Depois vieram Lara, suas irmãs, e um animado rapazinho chamado Peter, filho de uma delas. O bebezinho mexia em tudo, e deu sinais de que trabalhará futuramente com comércio ou investimentos, tamanha a vontade de tirar o dinheiro da carteira da mãe. Muito engraçado! Depois chegou um amigo de curso de inglês da Lara, gente-fina. Bebemos vinho, ouvimos música e... abrimos os guarda-chuvas! Começou a cair o maior pé-d’água! Ainda assim, resistimos até o show acabar.

Fazia parte do Museumsuferfest, um festival artístico e cultural semelhante à Noite dos Museus que descrevi no Kapitel XXXVI. De lá, seguimos caminhando pela rua que margeia o rio Main, onde nos encontramos com o namorado de Lara, chamado Jens. E mais álcool! Bebemos uns chazinhos aditivados com água que passarinho não bebe e, depois, fomos a um bar. Lá, chegaram Xenia, Maryhen e o namorado dela, Jens (Jens não é, definitvamente, um nome muito incomum na Alemanha), e a alemã filha de pernambucana chamada Ana (ela apareceu no Kapitel CV).

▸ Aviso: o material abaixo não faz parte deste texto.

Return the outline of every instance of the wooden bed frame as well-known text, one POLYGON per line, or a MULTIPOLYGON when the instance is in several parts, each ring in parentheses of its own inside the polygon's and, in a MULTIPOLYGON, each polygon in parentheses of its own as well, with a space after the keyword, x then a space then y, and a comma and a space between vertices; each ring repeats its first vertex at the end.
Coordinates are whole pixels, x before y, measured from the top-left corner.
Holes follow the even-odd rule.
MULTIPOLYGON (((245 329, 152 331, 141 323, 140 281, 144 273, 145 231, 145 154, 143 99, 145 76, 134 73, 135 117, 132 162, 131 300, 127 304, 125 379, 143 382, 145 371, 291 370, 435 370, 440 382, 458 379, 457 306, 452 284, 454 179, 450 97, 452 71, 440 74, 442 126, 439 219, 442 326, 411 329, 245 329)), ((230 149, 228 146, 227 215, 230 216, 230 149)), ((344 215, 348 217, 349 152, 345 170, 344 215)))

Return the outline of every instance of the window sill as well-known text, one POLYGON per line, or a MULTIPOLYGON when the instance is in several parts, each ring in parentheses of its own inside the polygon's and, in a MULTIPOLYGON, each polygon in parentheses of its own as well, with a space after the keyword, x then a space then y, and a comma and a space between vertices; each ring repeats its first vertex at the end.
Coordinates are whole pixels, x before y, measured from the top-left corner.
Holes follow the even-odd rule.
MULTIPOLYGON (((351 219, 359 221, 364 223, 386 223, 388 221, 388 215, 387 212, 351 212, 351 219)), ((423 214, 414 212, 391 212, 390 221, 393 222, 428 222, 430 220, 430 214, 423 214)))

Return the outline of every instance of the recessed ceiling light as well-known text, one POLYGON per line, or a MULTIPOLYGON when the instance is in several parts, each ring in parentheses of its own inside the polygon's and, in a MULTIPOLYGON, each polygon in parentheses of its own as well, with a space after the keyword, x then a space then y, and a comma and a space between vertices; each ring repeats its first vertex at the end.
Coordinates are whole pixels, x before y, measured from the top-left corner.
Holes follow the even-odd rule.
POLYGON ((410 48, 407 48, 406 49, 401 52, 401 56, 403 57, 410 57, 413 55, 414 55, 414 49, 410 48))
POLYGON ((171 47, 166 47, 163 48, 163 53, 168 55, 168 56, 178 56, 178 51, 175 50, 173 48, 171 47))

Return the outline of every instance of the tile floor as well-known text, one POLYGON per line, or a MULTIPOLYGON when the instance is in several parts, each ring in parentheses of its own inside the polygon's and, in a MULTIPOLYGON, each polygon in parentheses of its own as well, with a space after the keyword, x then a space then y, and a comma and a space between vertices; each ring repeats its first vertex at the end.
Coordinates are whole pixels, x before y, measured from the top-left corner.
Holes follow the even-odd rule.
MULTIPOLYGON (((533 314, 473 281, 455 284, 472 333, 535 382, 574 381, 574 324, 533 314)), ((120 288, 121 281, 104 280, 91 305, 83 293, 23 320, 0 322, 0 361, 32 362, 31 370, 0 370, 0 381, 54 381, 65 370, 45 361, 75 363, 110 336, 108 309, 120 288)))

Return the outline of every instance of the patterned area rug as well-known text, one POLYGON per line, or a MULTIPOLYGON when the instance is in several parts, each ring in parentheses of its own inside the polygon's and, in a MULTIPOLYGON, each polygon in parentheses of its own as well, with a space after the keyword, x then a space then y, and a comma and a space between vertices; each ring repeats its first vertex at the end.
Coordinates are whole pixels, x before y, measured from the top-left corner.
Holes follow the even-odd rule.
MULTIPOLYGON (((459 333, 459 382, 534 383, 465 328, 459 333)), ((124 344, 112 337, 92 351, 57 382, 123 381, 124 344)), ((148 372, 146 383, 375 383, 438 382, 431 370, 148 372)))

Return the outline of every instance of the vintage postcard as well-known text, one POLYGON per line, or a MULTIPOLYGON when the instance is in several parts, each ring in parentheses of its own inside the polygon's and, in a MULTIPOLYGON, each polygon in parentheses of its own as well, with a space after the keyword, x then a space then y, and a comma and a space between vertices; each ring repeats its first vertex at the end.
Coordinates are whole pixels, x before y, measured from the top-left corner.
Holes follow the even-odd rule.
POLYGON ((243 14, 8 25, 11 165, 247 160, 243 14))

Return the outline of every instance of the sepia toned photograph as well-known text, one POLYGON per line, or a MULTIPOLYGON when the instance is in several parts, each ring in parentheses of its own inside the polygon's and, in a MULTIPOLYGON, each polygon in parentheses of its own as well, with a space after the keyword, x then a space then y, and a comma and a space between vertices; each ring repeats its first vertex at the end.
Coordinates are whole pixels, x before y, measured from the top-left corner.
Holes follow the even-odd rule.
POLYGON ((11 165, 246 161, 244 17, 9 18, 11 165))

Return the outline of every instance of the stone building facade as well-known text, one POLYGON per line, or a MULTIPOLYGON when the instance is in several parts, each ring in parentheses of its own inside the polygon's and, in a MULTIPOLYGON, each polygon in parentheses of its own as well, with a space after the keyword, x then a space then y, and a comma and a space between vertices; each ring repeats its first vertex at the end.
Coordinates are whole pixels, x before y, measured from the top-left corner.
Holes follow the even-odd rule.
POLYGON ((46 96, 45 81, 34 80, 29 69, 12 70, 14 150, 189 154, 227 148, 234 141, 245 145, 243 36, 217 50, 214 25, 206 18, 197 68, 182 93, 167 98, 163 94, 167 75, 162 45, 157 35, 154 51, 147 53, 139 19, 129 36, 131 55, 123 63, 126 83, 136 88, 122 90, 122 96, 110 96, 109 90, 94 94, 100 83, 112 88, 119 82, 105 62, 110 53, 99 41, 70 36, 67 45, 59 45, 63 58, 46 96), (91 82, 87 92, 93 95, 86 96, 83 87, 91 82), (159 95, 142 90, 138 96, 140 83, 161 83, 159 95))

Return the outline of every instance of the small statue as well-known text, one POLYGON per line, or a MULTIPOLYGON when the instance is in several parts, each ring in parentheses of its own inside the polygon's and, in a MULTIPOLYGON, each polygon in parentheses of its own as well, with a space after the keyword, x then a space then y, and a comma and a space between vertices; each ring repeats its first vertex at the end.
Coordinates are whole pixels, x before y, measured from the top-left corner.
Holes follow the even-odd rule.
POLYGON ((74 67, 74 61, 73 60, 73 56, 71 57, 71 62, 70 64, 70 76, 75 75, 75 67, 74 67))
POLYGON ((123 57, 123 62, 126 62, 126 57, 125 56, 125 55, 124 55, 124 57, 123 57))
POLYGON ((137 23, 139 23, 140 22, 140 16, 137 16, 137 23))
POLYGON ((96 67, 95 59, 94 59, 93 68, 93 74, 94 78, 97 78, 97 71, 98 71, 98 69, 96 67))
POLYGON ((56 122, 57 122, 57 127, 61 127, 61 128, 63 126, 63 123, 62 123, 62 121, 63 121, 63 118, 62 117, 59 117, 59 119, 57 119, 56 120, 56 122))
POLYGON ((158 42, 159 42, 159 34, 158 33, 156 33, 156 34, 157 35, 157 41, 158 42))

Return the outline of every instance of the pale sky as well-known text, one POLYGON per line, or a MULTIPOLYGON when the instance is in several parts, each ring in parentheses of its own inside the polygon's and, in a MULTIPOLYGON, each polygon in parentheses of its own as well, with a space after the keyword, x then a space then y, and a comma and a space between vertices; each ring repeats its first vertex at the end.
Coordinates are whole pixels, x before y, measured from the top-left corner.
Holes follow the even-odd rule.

Lá, bebemos Apfelwein, o vinho de maçã, que é uma tradição em Frankfurt (especialmente no bairro de Sachsenhau- sen, onde estávamos, do outro lado do rio Main). Aliás, aproveitei para ter uma refeição totalmente frankfurtiana. Além do Apfelwein, pedi um Frankfurter Schnitzel, que é um filé de porco com Grüne Soße, um molho verde à base de ervas da região. É o prato mais típico de Frankfurt, e também encontrado mais facilmente em restaurantes em Sachsenhausen. Eu acho gostoso, e estava com saudade de comer isso (sobre a vez anterior em que tinha comido o Frankfurter Schnitzel, ver Kapitel XL).

Depois, demos mais uma volta e encontramos meu amigo Vítor. Havia várias barraquinhas e palcos. Eu, Lara, Xenia e o amigo de Lara dançamos em uma tendinha de música disco das antigas e em outra de salsa e ritmos latinos. Além disso, eu e Vítor mandamos ver na cerveja de trigo. Foi uma noite divertida, mas minha programação frankfurtiana não acabaria ali.

Já na noite seguinte, haveria a festa de despedida de Fabian, que fará um intercâmbio na Letônia. Por que Letônia? Boa pergunta, eu também o questionei sobre a mesma coisa, e a resposta não foi muito satisfatória. Ele não fala nada de letão, espera conseguir se virar exclusivamente em inglês, e lá não é nenhum centro em que ele tenha contatos ou que seja especialmente forte nos temas que ele estuda.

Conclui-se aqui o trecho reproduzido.